Best wishes for the future

Rory

Alex says:
Hi, Em i only found out about this website from the Midday show and i have been looking for a website like this because i just need someone to talk to, i need help. I live in the rural west and its not exactly the friendliest place for a Gay person. I just basically feel lonely all the time! and its so depressing.

Hi Alex,

As your question isn’t Rory’s speciality, the ReachOut.com team have responded.

Thanks for your comment, we’re really glad you found us and we hope we can help! The ReachOut team are replying to you by email as our expert this month is taking questions on self-harm. We have lots of useful information about sexuality and coming out, which may be helpful to read, you can visit this section of ReachOut.com http://ie.reachout.com/inform-yourself/sexuality-and-coming-out/ to find out more.

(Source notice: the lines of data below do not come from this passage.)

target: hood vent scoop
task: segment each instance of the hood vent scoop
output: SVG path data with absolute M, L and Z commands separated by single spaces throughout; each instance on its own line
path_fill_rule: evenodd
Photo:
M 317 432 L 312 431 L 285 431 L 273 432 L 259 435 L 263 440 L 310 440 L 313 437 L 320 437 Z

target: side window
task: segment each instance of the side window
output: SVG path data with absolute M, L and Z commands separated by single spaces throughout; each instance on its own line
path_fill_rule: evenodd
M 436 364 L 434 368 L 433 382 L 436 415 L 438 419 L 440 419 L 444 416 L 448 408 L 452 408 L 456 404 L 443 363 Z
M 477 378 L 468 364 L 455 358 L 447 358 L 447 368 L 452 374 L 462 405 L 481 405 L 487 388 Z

It can feel really isolating and lonely when we feel we have no one to talk to or people we can be ourselves around. It can feel especially lonely in rural areas where we may not think that there are many other gay people around. You’re not alone though, there are lots of people going through similar things and it can really help to talk to people who can understand.

The organisation, Belong To, run youth groups all across the country for LGBT young people. They have groups in the west and you can find your closest group by checking here: http://www.belongto.org/groups.aspx. Belong To also have forums where you can chat to other people who may be going through similar experiences; you can find the forums here http://www.belongto.org/topics.aspx. We hope that through either the youth groups or the forums that you can find a friend to talk to.

If you’re ever feeling lonely and want to talk to someone day or night, you can contact the Samaritans 24 hours a day by calling 1850 60 90 90 or by emailing jo@samaritans.org.

You’re not alone in this; there are lots of people you can talk to and we hope that ReachOut.com and BelongTo can help.